At Explorers there is more freedom because you are older and hopefully more mature. Therefore, most groups will allow you out of the hut without too much supervision but clearly this is based on trust. Also, Explorers come from a wider area than Scouts so it is common to see members travel from other towns. All these things affect what activities are done at Explorers. Camps are more likely to be abroad or activity based and there is a very small chance that you can be selected for the World Scout Jamboree. Usually, there is less emphasis on badge work because most badges rely on outside activities and a fair amount of commitment. Therefore, Explorers is more relaxed than Scouts and has more time for activities, games and chatting. Leisure activities such as swimming, ice skating, cinema and bowling are common and are occasionally done with other Explorer groups. Outside the hut, activities include climbing, ice climbing, pioneering, orienteering, water activities and hiking. Sometimes Explorers leave the hut in groups for a photo capturing competition or a game like drop-outs (where you are blindfolded and taken to a mystery location before attempting to find your way back to the hut). Inside the hut, Explorers can do things like a bin bag fashion show, a crazy quiz, a talent show, a computer games night, a sensory night, first aid, knots or even learning about the unusual religion of Pastafarianism.

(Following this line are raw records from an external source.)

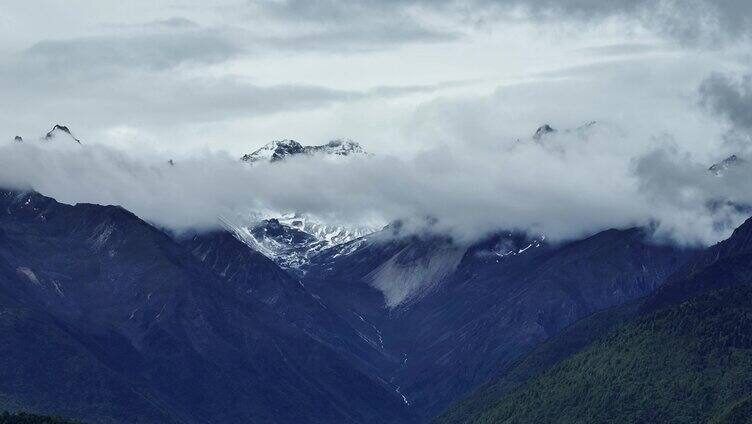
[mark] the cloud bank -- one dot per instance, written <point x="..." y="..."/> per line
<point x="567" y="184"/>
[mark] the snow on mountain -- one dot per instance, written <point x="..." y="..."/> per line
<point x="275" y="151"/>
<point x="60" y="132"/>
<point x="292" y="239"/>
<point x="278" y="150"/>
<point x="542" y="131"/>
<point x="719" y="168"/>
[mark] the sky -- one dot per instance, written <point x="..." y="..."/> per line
<point x="440" y="91"/>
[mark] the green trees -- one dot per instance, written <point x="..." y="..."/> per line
<point x="24" y="418"/>
<point x="688" y="363"/>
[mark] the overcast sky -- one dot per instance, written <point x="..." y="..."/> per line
<point x="403" y="77"/>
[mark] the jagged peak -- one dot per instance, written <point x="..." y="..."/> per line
<point x="543" y="130"/>
<point x="718" y="168"/>
<point x="57" y="129"/>
<point x="279" y="149"/>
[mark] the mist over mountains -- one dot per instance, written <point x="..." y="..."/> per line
<point x="562" y="183"/>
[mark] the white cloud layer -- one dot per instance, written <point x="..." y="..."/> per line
<point x="568" y="184"/>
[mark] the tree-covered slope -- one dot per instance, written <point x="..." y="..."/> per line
<point x="24" y="418"/>
<point x="687" y="363"/>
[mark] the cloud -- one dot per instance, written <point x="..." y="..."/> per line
<point x="570" y="184"/>
<point x="729" y="99"/>
<point x="161" y="46"/>
<point x="691" y="21"/>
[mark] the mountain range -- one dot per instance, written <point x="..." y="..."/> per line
<point x="106" y="318"/>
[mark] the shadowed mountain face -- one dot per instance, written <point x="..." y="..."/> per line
<point x="474" y="309"/>
<point x="697" y="321"/>
<point x="107" y="319"/>
<point x="136" y="325"/>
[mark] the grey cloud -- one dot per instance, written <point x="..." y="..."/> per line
<point x="579" y="184"/>
<point x="694" y="21"/>
<point x="159" y="50"/>
<point x="729" y="98"/>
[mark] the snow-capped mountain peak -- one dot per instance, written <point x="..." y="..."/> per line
<point x="720" y="167"/>
<point x="281" y="149"/>
<point x="341" y="147"/>
<point x="60" y="131"/>
<point x="275" y="151"/>
<point x="543" y="130"/>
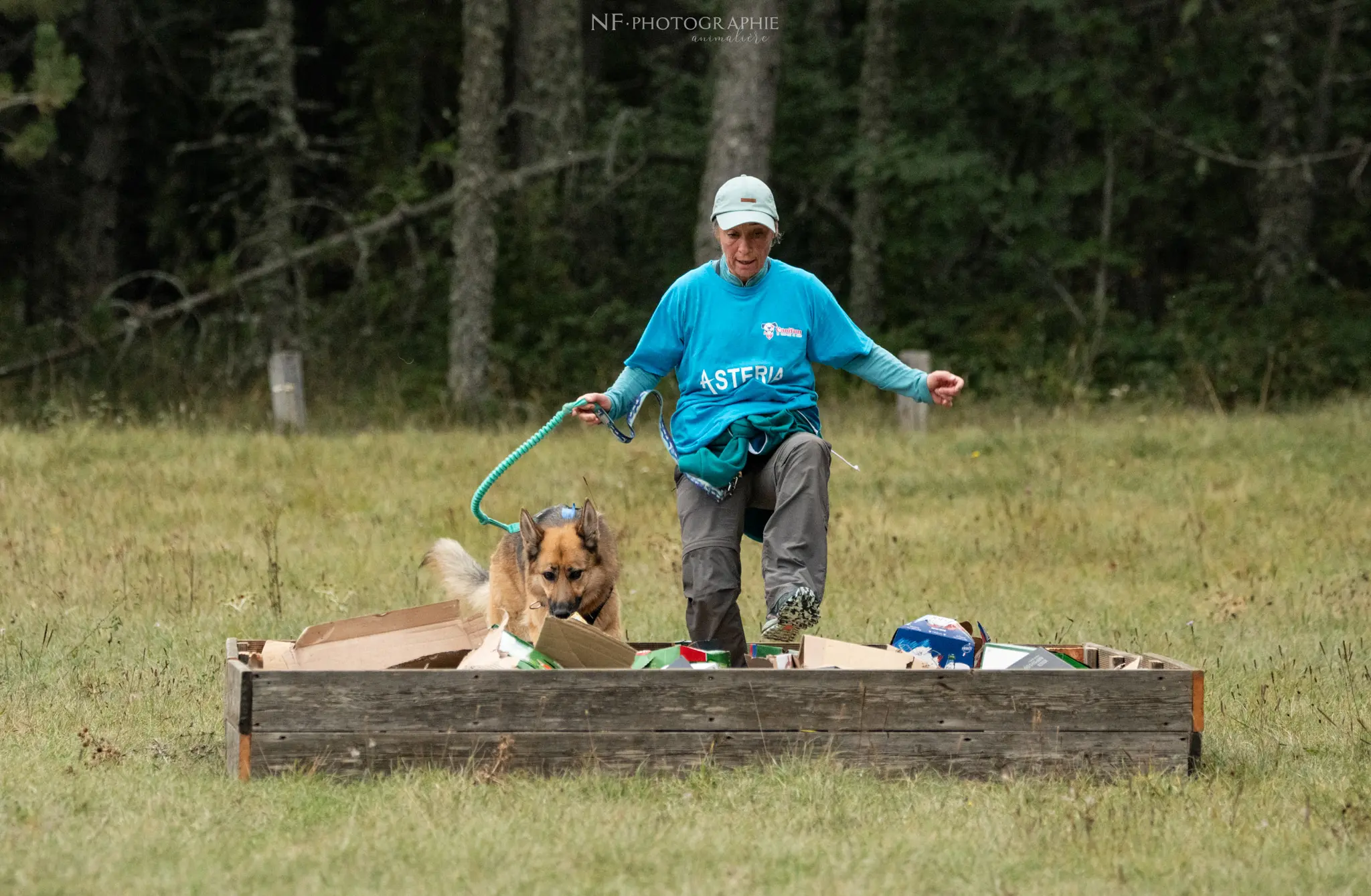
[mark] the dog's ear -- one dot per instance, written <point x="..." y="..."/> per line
<point x="531" y="532"/>
<point x="588" y="527"/>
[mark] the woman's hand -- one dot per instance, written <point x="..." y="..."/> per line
<point x="586" y="413"/>
<point x="944" y="387"/>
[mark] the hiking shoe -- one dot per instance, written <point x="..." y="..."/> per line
<point x="794" y="613"/>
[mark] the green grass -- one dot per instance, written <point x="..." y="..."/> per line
<point x="1240" y="544"/>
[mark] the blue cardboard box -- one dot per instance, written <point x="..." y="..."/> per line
<point x="943" y="638"/>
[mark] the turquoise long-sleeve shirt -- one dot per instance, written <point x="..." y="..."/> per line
<point x="876" y="365"/>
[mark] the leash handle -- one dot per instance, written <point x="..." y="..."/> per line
<point x="515" y="455"/>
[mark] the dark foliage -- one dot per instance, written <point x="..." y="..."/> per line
<point x="1011" y="122"/>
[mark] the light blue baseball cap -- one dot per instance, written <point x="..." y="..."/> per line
<point x="745" y="199"/>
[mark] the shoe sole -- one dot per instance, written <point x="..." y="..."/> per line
<point x="794" y="614"/>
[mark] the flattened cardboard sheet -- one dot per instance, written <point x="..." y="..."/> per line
<point x="579" y="646"/>
<point x="816" y="652"/>
<point x="384" y="640"/>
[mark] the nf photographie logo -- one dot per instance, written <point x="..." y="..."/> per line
<point x="702" y="27"/>
<point x="773" y="331"/>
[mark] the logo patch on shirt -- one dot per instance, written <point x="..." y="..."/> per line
<point x="771" y="331"/>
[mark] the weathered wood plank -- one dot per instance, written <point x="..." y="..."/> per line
<point x="586" y="701"/>
<point x="1197" y="701"/>
<point x="892" y="753"/>
<point x="1167" y="662"/>
<point x="231" y="748"/>
<point x="238" y="695"/>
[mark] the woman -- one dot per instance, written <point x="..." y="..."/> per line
<point x="742" y="335"/>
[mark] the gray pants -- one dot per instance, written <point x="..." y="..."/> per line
<point x="793" y="482"/>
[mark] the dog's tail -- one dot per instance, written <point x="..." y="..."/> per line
<point x="460" y="574"/>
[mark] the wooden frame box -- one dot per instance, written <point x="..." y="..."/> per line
<point x="974" y="724"/>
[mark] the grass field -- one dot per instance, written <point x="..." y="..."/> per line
<point x="1241" y="544"/>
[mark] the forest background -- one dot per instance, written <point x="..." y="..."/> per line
<point x="461" y="209"/>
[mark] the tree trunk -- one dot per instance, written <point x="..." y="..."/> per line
<point x="744" y="117"/>
<point x="878" y="84"/>
<point x="549" y="92"/>
<point x="283" y="146"/>
<point x="1283" y="195"/>
<point x="473" y="210"/>
<point x="98" y="243"/>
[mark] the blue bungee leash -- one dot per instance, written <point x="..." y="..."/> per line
<point x="509" y="462"/>
<point x="718" y="494"/>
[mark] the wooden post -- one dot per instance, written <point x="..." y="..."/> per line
<point x="287" y="377"/>
<point x="913" y="416"/>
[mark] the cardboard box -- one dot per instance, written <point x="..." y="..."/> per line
<point x="1020" y="656"/>
<point x="947" y="639"/>
<point x="816" y="652"/>
<point x="579" y="646"/>
<point x="435" y="634"/>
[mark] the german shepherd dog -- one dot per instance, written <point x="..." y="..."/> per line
<point x="561" y="561"/>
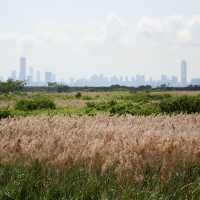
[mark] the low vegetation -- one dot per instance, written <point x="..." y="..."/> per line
<point x="182" y="104"/>
<point x="35" y="104"/>
<point x="5" y="114"/>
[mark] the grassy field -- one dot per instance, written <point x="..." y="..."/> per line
<point x="100" y="145"/>
<point x="93" y="103"/>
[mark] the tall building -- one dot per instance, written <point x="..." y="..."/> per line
<point x="38" y="78"/>
<point x="13" y="75"/>
<point x="48" y="77"/>
<point x="183" y="73"/>
<point x="22" y="71"/>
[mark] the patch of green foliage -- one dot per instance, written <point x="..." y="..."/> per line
<point x="18" y="182"/>
<point x="11" y="86"/>
<point x="35" y="104"/>
<point x="182" y="104"/>
<point x="78" y="95"/>
<point x="5" y="113"/>
<point x="123" y="108"/>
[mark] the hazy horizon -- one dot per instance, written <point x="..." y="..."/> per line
<point x="80" y="38"/>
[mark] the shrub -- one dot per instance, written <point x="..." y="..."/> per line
<point x="183" y="104"/>
<point x="4" y="114"/>
<point x="78" y="95"/>
<point x="35" y="104"/>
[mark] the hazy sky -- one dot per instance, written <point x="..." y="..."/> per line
<point x="77" y="38"/>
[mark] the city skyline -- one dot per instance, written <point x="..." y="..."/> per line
<point x="34" y="77"/>
<point x="113" y="37"/>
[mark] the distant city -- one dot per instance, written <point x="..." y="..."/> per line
<point x="36" y="78"/>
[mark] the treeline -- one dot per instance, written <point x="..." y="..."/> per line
<point x="15" y="86"/>
<point x="65" y="88"/>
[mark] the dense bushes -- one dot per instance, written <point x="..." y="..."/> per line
<point x="123" y="108"/>
<point x="35" y="104"/>
<point x="4" y="114"/>
<point x="183" y="104"/>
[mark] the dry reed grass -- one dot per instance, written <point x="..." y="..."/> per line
<point x="128" y="144"/>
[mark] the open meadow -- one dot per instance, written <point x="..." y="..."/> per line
<point x="100" y="145"/>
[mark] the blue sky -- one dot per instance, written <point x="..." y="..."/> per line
<point x="77" y="38"/>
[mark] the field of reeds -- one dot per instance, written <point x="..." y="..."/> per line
<point x="149" y="153"/>
<point x="100" y="145"/>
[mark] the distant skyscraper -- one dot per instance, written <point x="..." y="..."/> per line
<point x="48" y="77"/>
<point x="22" y="71"/>
<point x="38" y="78"/>
<point x="13" y="75"/>
<point x="183" y="73"/>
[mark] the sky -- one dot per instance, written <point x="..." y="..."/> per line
<point x="78" y="38"/>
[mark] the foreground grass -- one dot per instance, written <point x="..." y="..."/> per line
<point x="18" y="182"/>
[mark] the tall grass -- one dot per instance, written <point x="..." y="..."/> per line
<point x="128" y="145"/>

Do you still do Badges in Explorers?
The main badges are the Chief Scout’s Platinum Award, the Chief Scout’s Diamond Award and the Queen’s Scout Award. Basically, these badges are based on the bronze, silver and gold Duke of Edinburgh Awards but are slightly harder because they have more components to them. The main things you have to do in all of these awards are service, skill and physical recreation. These are basically helping other people, strengthening your talents in an art form and practicing a sport on a regular basis. You have from when you join Explorers to when you are 25 (leave Network) to complete as many or few of these awards as you like. There are also 28 activity badges and various awards like in Scouts. One popular activity that can contribute towards the skill sector of the awards is becoming a Young Leader.

Becoming a Young Leader
You may be given the opportunity to help at a Beaver, Cub or Scout group in your local area. Being a Young Leader involves commitment but allows you to ‘give something back’ to Scouting. To become a Young Leader, you must complete module A (the first and most important training module) within 3 months of signing up but most Young Leaders complete the majority of the 11 modules to provide as much support as possible to the group they help at. Young Leaders run games, tidy away tables, help younger people in activities, run evenings, fundraise and provide a link between younger and older generations.